In certain circumstances there’s an inevitable distance that builds up in people, a distance that amounts to a kind of complacency, an inner blindness. It can grow in lots of ways. A modicum of material comfort is the obvious way, but other things cause it too. Overmuch sorrow, tragedy, fretting, struggle can cause it. The people in control know these methods of inculcation, and use them all with cruel lancet accuracy. They’ll get you to learn the lesson, either by breaking you down or building you up (just enough).
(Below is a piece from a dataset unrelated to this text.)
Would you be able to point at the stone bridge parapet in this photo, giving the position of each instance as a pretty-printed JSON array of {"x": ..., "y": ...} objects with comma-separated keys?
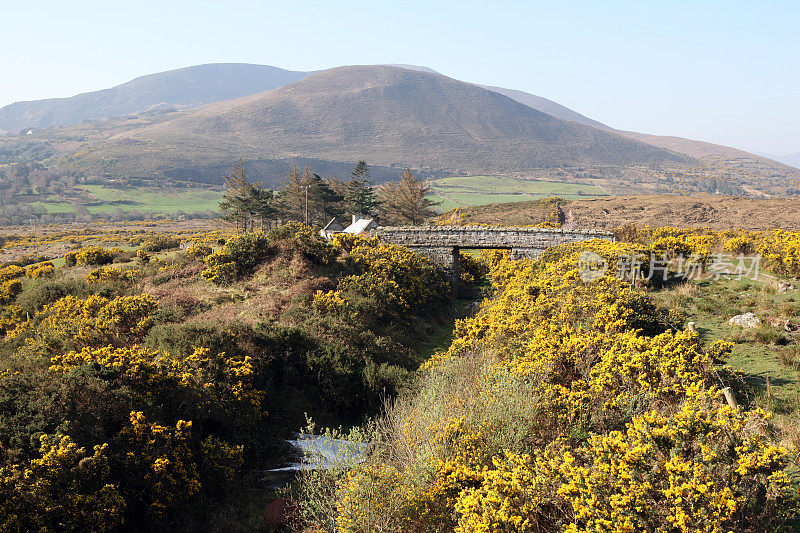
[{"x": 443, "y": 243}]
This distance makes you illiterate in empathy. The suffering of others is a conversation happening in a tongue you don’t understand, and don’t care to learn. And you don’t see this illiteracy as a deficiency; in fact, you don’t see it all in yourself, and when others call on you for empathy, you see it as an imposition, a weakness, or a fantasy on their part, or an assault on your philosophy. Except you don’t have a philosophy, because no philosophy can exist solely in consideration of the self – and by the self I mean your entire situation: your house, your friends, your relatives. To draw the line between these things and everyone and everything else is to make a fatal demarcation that makes, genuinely, important parts within you die.
I don’t really know if those parts, once they die, are retrievable anymore. Maybe you can fabricate synthetic versions, approximations that perform the basic function with less efficiency. But one of the weirder, harder facts of my life – and particularly my life in the last year or so – has been recognizing these dead pieces in people that I know, people that I love. There are so many millions of shades of damage and I don’t know to what degree they’re responsible for these deaths inside them, how much of it was avoidable in any practical sense. I don’t know how I managed to not die in those ways, and I don’t know if there are other deaths in me anyway that I’ll always have to work around.
Every New Year I joked that the incoming year couldn’t worse than the previous. I made that joke at the beginning of 2020; I’m sure a lot of us did. But things are so much worse than I ever imagined they could get – but actually that’s not true: I did acknowledge things like COVID, like the racism and fascism pouring out everywhere tidally, could happen, but I never believed they would. It takes a certain kind of courage to give marrow to these fears. Even right now, as I write this, there’s another idea in my head, encroaching with evening-shadow fingers – so dark that I can entertain it lightly, because I’ve given it no weight in my head for my own mental health (because we have to scrounge our comforts where we can) – that it very much can, and very well may, get much worse.